お年寄りはお金を持っているという一般的なイメージに反して、意外に少ないという印象もありましたが、2020年10月5日付けの日経新聞によると、住宅ローンの完済年齢が平均すると実は73歳とあり、借金返済から解放される時にはすでにかなりの高齢に達してしまうし、そこまででかなり疲弊してしまうからというのも原因の一つなのかもしれません。

今回の趣旨からは少し離れますが、こうしてみるとローンとは何と重いものなのか…。お金を生んでくれる良い借金の場合は、抱えていてもそれほど問題はありませんが、お金を生んでくれない悪い借金は、だれかほかの人を儲けさせるだけのもので自分の人生が不利になるだけのようにも見えます。

平均貯蓄額」に届いていなくても何とかなる?

思ったより少ないとは言ったものの、先程の中央値の1,100万円くらい手元にあれば、70歳以降の残りの人生のおける生活費の不足分を補うには十分かもしれません。

ただし、それはこの1,100万円を現金以外の別の形で持てば、の話です。

この1,100万円をそのまま現金として持っておき、それを取り崩すことでやりくりをし続ける場合は、「老後2,00万円問題」理論で行くと、約15~16年で現金が尽きてしまい、生活が破綻することになります。

支出を切り詰めることで、現金が尽きるまでの年数を伸ばして、何とか上手い具合に自分の寿命と重なるくらいのところまで持っていけるかもしれませんが、人の寿命はなかなか予測ができないものですし、年を重ね続けて自分がだんだんと弱っていく中で、減り続ける現金の額を見れば、自分はあと何年生きられるのだろうかと強い不安を感じながら晩年を過ごすことになってしまいそうです。

「貯める→取り崩す」の考えでいる限りは、たとえ大きな貯蓄を準備できたとしても安心は得られません。先日もここで触れましたが、たとえ一億円以上貯められたとしても、約半数が「それでもお金に関する不安を感じる」と意識調査で回答しています。

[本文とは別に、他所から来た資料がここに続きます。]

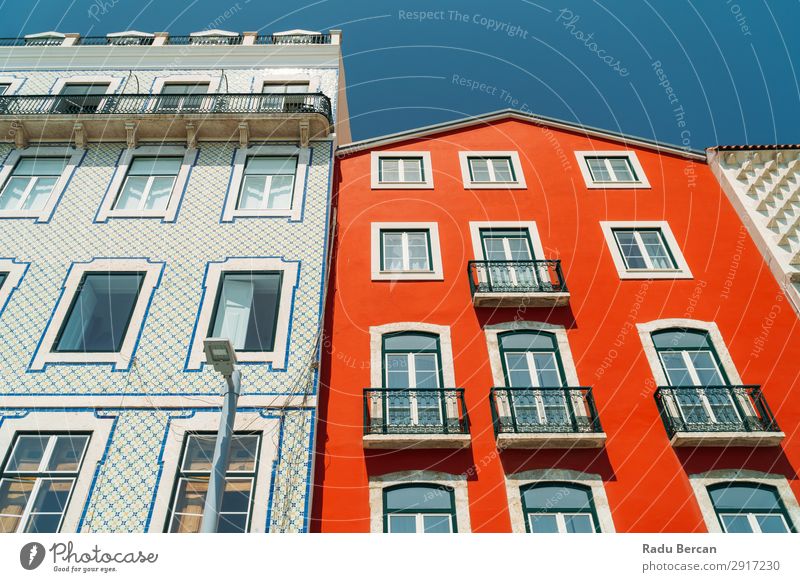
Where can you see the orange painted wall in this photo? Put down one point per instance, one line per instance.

お金をある程度貯められたとしても、「減るのが怖い」となってしまい、お金を使わないようになれば、実質的にはお金を全然持っていないのと変わりありません。お金を貯めこんだだけで人生が終わってしまったなんてことも起こりえます。

お金が減るのが怖ければ

こうしたお金が無くなることへの不安を減らすには、お金を生んでくれるもの自体を増やしていくことが有効です。

高齢になるとサイトのメンテ等は難しいでしょうから、お金を向ける先は不動産や株式などがメインになるでしょう。1,100万円の大部分をまずは不動産に振り分けることで、家賃収入を少なくとも毎月10万円以上は稼げるはずです。何か不測の事態に備えて多少は現金に近いもの=株式を持っておけば、少し配当収入も得ながら、突然の出費への備えにもなります。

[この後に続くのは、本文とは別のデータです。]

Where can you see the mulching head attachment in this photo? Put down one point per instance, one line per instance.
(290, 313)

先程も触れたとおり、1,100万円の現金をただ取り崩し続けて生活する場合は、十数年で尽きて無一文になってしまいますが、1,100万円分の不動産や株式は、毎月平均で十数万円のお金を生み続けてくれて、仮にその収入を毎回全部使ってしまったしても、それ自体が消えてなくなるようなこともありません。持っていてる間はお金を稼いでくれます。

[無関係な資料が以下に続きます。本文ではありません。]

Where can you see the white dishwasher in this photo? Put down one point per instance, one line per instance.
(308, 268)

投資なんてコワいしお金を稼ぐのであれば働くほうが確実だ!という意見もあるかもしれませんが、歳を取ってから働くのは簡単ではなさそうです。

仕事は多分あります。でも望むものにはなかなか就けません。

先程のLIMOの記事中でも、今年に入り可決された「70歳定年法」について触れられていますが、大手企業などはすでに将来の高齢者雇用義務負担を嫌って先手を打って40代以上の人員を大量に整理し始めていて、まともに努力義務を果たそうとするところは多分少ないので、健康でさえいれば働き続けられるとかどこかが高く雇ってくれるだなんて安易に考えないほうが良いでしょう。

雇う側からすればもっと若くて動ける人やまだ考えが凝り固まっていない人を取りたいはずなので、これはある程度仕方がありません。

お金が無くなる・減るのが怖いのであれば、収入源自体を増やしていきましょう。お金を稼いでくれるものをたくさんもっていれば、ほとんどの出費に対応できるので、極端な話、貯蓄がゼロに近くてもあまり問題はありません。